À 51 ans, l'artiste cherche la vérité avant les rires.

À 51 ans, l’artiste cherche la vérité avant les rires. Philippe Quaisse pour Le Figaro Magazine

ENTRETIEN – Dans un film se jouant de la réalité et de la fiction, l’humoriste se met en scène dans une sorte de coming out catholique où il retrace sa quête spirituelle et son chemin vers le baptême.

Quelques signaux étaient apparus dans son parcours comme des ­petites bougies illuminant un cheminement. En 2019, Gad Elmaleh affichait son nom à la production d’un spectacle musical donné à Lourdes sur la vie de Bernadette Soubirous. Dans son dernier spectacle, D’ailleurs, il chantait les louanges des rites catholiques dans un sketch aussi drôle que courageux. Et d’un lieu de pèlerinage à une célébration de canonisation, il n’est pas rare de croiser l’humoriste juif dans les lieux sacrés par les catholiques.

Reste un peu*, son nouveau film, nous éclaire enfin : en se plaçant des deux côtés de la caméra, en jouant son propre rôle au milieu de sa famille et en s’inspirant de son histoire personnelle, Gad Elmaleh lève le voile sur sa foi. Rencontre avec un homme en quête de profondeur et de joie.


LE FIGARO MAGAZINE. – Ce film évoquant votre conversion au catholicisme est-il autobiographique ?

Gad ELMALEH. – Il y a dans ce film des éléments autobiographiques et d’autres totalement scénarisés, mais je garde volontairement un mystère là-dessus. Le point de départ, qui est réel, c’est cette entrée dans une église de Casablanca, à l’âge de 6 ans, avec ma sœur, alors qu’on nous l’avait toujours interdit. Je me vois encore pousser la porte, j’entends le bruit et perçois le faisceau de lumière qui m’a ébloui. À l’intérieur, je me suis arrêté net devant une ­statue de la Vierge et, comme cueilli, j’ai fondu en larmes. On peut analyser cette réaction par le prisme pédopsychiatrique, psychanalytique, architectural, émotif, mais savoir si c’était une expérience mystique ou un simple plaisir transgressif m’importe peu finalement, car j’ai simplement le sentiment d’avoir vécu une rencontre qui m’a bouleversé et métamorphosé. En sortant, je me suis demandé pourquoi on m’avait interdit d’entrer dans un endroit aussi beau, apaisant et réconfortant que celui-là.

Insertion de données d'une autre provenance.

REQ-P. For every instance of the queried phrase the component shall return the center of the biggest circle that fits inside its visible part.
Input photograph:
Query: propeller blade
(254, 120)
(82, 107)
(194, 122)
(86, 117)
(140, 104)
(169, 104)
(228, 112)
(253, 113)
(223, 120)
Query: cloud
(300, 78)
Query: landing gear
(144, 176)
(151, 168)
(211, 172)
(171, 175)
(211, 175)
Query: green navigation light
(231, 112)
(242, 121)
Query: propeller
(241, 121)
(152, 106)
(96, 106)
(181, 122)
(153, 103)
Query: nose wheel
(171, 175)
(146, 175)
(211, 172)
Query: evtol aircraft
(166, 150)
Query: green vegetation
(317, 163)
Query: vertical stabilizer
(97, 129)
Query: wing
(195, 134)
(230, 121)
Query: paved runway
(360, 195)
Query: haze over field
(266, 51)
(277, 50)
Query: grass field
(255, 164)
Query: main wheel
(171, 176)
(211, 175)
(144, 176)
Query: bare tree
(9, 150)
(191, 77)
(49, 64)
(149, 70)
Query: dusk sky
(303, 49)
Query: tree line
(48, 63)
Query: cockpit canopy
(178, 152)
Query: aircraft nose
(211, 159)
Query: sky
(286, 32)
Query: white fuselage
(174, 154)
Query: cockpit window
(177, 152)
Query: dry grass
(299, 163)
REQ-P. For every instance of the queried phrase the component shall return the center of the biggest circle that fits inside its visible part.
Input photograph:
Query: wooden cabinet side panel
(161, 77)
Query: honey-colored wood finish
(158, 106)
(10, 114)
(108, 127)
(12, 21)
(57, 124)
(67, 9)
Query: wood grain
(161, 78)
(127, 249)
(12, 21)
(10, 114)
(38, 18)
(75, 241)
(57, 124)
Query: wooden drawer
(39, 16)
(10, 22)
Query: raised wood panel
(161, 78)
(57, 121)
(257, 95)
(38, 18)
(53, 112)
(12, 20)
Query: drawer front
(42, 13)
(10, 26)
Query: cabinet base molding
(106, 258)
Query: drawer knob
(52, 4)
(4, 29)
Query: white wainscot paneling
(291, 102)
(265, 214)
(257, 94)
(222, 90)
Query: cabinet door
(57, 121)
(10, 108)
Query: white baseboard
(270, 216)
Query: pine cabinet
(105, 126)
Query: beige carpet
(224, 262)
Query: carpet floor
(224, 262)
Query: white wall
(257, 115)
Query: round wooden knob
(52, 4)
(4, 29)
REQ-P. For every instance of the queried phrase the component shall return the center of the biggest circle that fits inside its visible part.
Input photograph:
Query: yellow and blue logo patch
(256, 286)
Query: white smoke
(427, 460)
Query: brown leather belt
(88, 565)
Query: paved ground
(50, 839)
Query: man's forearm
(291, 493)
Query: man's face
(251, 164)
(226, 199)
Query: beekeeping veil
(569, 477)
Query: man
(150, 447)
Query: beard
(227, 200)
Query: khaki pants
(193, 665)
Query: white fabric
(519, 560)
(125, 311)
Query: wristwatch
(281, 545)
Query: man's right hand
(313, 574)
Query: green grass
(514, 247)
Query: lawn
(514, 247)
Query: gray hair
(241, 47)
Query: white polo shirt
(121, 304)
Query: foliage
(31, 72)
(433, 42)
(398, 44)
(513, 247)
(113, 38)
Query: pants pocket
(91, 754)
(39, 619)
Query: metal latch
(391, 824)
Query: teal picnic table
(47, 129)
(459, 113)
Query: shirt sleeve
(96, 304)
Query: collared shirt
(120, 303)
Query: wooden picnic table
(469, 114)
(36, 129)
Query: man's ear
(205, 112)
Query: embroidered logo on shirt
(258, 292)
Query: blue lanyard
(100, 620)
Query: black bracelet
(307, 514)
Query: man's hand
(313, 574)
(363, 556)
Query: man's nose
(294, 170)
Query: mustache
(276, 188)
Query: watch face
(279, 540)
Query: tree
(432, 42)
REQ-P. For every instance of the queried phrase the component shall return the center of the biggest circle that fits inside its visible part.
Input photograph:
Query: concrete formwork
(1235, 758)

Vous êtes né dans une famille juive sépharade assez traditionaliste. Receviez-vous alors une éducation religieuse à l’école ?

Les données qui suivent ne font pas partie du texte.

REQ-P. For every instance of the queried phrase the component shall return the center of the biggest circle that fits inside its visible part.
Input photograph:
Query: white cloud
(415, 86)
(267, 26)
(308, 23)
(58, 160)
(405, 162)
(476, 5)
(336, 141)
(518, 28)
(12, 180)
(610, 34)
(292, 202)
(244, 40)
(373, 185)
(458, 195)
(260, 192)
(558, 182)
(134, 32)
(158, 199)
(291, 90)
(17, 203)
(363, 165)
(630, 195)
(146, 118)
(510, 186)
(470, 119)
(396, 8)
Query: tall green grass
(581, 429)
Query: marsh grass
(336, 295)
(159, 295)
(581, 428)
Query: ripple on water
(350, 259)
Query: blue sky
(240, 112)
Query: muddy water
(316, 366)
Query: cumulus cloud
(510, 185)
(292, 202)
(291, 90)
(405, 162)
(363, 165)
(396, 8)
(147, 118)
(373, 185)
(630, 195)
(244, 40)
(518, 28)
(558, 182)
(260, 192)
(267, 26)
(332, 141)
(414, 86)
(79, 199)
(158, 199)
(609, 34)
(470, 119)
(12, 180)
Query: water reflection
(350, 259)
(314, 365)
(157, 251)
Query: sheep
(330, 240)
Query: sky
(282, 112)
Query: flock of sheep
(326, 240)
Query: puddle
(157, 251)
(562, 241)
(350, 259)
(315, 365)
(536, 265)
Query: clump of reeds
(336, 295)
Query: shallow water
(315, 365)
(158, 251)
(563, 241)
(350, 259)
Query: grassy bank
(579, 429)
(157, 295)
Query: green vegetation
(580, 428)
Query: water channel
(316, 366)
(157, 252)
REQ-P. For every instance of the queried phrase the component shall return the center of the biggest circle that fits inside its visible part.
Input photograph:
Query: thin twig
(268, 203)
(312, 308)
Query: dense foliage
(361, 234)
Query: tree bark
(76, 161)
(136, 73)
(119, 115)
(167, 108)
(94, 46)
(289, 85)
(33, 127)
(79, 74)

Oui, j’ai eu la chance d’étudier dans une yechiva, un ­centre d’apprentissage de la Torah et du Talmud, où l’on étudie l’analyse de l’Ancien Testament. J’ai donc appris à lire et à écrire l’araméen, langue dans laquelle s’exprimaient Rachi et Onkelos, mais aussi Jésus… Pourtant, pendant toutes ces années, j’ai gardé l’expérience à l’église comme un secret, car il était impensable pour moi de l’évoquer à la maison ou à l’école. Les juifs partagent avec les musulmans le même commandement de ne pas entrer dans les lieux de culte chrétiens pour ne pas risquer de commettre le péché d’idolâtrie avec un autre dieu que le nôtre. Mais pour la plupart, c’est surtout une superstition. Beaucoup (mon père, par exemple) n’assistent pas aux obsèques religieuses à cause de cela. C’est dommage parce que les enterrements catholiques sont magnifiques – dans mon dernier spectacle, D’ailleurs, j’en fais même un sketch où je raconte que, contrairement à chez nous, les cérémonies commencent toujours à l’heure, il y a une scénographie maîtrisée, le micro fonctionne… Plus sérieusement, je suis persuadé que fréquenter les églises me fortifie dans ma judéité.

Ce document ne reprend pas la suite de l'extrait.